Powyższe rozstrzygnięcia w pełni odpowiadały treści wniosku złożonego
przez prokuratora w trybie art. 335 § 1 k.p.k., a załączonego do aktu oskarżenia (k.
44-44v).
Wyrok Sądu Rejonowego z dnia 3 lipca 2013 r. nie uprawomocnił się jednak
w I instancji, gdyż apelację od niego wywiódł prokurator. Wyrok ten zaskarżył w
części dotyczącej „podstawy prawnej orzeczonych w stosunku do R. P. i G. B.
okresów warunkowego zawieszenia wykonania kar pozbawienia wolności” (cytat z
apelacji – uwaga S.N.) - tj. w części objętej rozstrzygnięciem z punktu 2 wyroku
Sądu I instancji - wskazując, że nie są oni sprawcami młodocianymi, ani też
sprawcami, o których mowa w art. 64 § 2 k.k., w związku z czym orzeczone wobec
nich okresy próby winny być określone na podstawie art. 70 § 1 pkt 1 k.k.
Podnosząc to uchybienie wniósł o zmianę zaskarżonego wyroku poprzez zmianę
podstaw prawnych zastosowanych okresów próby, związanych z warunkowym
zawieszeniem orzeczonych wobec R. P. i G. B. kar pozbawienia wolności, z art. 70
5
§ 2 k.k. na art. 70 § 1 pkt 1 k.k., a w pozostałej części utrzymanie zaskarżonego
wyroku w mocy.
Sąd odwoławczy – Sąd Okręgowy rozpoznawał sprawę pod sygnaturą VII
Ka …/13. Wyrokiem z dnia 24 września 2013 r., po rozpoznaniu apelacji
prokuratora, zmienił zaskarżony wyrok Sądu Rejonowego z dnia 3 lipca 2013 r., w
ten sposób, że w miejsce przepisu art. 70 § 2 k.k., przyjętego za podstawę prawną
warunkowego zawieszenia wykonania kar pozbawienia wolności orzeczonych w
stosunku do G. B. i R. P. przyjął przepis art. 70 § 1 pkt 1 k.k.; w pozostałej zaś
części zaskarżony wyrok utrzymał w mocy (k. 104).

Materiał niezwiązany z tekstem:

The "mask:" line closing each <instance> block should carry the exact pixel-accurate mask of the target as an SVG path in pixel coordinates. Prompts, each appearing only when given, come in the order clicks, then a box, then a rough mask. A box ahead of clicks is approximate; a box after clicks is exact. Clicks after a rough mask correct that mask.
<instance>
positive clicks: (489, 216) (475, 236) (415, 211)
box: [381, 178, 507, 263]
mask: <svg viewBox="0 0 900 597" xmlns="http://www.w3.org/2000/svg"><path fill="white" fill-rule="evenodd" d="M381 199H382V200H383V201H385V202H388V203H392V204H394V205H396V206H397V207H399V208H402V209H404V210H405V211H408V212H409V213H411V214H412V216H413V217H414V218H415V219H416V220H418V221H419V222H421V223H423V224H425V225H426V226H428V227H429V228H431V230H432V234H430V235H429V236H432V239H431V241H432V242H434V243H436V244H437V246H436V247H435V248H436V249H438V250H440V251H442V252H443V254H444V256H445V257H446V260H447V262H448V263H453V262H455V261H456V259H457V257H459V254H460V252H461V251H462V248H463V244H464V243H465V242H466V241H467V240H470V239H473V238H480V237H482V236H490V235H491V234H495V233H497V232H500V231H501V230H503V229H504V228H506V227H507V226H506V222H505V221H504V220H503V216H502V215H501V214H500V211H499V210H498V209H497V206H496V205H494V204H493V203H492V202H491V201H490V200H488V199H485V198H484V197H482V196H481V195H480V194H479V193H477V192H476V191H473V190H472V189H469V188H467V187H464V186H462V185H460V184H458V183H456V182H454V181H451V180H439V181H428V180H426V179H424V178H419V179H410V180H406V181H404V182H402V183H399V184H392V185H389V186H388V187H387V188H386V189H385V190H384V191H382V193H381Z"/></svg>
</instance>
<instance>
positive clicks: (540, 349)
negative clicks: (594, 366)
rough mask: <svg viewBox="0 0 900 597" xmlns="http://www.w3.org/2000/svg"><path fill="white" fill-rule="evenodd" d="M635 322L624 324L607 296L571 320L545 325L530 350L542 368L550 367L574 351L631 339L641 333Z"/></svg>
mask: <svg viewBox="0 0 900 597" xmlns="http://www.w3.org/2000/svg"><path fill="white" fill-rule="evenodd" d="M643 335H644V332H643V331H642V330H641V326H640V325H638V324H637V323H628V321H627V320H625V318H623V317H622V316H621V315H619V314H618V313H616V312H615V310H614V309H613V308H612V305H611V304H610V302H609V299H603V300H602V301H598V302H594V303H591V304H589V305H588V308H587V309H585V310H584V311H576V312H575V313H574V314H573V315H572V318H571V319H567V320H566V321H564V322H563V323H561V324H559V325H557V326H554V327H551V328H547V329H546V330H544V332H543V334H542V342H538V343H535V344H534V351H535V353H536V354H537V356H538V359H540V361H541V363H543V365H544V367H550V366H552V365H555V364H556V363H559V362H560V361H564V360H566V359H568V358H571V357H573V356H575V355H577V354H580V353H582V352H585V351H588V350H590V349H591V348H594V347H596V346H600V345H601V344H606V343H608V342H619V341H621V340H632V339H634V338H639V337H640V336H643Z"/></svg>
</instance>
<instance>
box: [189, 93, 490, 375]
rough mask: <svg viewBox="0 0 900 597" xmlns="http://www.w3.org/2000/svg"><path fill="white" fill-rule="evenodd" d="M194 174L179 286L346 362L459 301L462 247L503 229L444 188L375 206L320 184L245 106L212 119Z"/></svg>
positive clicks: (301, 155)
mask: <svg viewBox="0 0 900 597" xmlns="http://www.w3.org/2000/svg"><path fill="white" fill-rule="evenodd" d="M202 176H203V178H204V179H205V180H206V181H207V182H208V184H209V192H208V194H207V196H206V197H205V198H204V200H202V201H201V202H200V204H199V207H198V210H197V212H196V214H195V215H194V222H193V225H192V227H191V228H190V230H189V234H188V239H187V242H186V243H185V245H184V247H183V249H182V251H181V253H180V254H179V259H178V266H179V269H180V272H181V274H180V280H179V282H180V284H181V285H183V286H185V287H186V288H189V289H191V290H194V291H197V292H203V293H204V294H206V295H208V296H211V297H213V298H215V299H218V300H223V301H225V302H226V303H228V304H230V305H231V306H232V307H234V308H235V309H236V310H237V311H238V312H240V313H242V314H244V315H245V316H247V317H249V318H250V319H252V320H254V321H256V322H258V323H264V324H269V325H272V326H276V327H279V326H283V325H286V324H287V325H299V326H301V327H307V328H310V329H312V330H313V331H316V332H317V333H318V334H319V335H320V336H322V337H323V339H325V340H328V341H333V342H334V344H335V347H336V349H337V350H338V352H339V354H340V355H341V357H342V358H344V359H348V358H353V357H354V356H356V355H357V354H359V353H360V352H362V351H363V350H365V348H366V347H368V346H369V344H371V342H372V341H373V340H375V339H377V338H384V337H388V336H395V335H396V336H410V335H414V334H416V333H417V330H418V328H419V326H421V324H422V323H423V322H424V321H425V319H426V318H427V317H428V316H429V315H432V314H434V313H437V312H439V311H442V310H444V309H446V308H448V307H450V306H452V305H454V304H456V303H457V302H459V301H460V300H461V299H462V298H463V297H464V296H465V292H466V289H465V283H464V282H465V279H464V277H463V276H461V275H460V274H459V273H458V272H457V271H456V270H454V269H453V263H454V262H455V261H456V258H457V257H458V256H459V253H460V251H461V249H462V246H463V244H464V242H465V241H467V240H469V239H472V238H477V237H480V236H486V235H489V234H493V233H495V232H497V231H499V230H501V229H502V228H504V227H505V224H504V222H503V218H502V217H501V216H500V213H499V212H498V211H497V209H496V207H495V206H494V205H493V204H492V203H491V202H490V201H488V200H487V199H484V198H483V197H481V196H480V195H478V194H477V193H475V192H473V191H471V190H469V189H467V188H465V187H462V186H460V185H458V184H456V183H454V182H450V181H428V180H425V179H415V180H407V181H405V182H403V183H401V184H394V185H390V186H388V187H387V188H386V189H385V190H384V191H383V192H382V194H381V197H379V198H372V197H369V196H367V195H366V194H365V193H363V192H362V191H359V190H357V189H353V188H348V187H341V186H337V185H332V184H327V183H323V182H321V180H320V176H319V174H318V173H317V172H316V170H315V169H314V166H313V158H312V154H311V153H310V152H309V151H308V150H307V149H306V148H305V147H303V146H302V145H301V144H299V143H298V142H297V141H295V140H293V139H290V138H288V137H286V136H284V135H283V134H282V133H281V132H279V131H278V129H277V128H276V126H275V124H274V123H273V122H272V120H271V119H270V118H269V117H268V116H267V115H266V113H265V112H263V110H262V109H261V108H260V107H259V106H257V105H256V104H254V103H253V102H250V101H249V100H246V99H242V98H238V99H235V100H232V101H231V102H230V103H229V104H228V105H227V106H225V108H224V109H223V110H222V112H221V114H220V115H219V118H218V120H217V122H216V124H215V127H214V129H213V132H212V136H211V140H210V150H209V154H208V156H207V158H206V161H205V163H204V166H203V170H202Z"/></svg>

Sąd Najwyższy zważył, co następuje.
Kasacja Prokuratora Generalnego jest zasadna, co skutkowało jej
uwzględnieniem, z tym tylko, że Sąd Najwyższy nie podzielił przekonania
wnoszącego kasację, iż orzeczenie o charakterze kasatoryjnym powinno dotyczyć
wyłącznie wyroku sądu odwoławczego; dlatego też uchylono nie tylko zaskarżony
wyrok Sądu Okręgowego, ale też zmieniony nim wyrok Sądu Rejonowego, temu
ostatniemu Sądowi przekazując sprawę do ponownego rozpoznania (w kasacji
sformułowano wniosek o uchylenie wyłącznie zaskarżonego wyroku i przekazanie
sprawy Sądowi Okręgowemu do ponownego rozpoznania w postępowaniu
odwoławczym), co będzie przedmiotem dalszego, poniżej, omówienia.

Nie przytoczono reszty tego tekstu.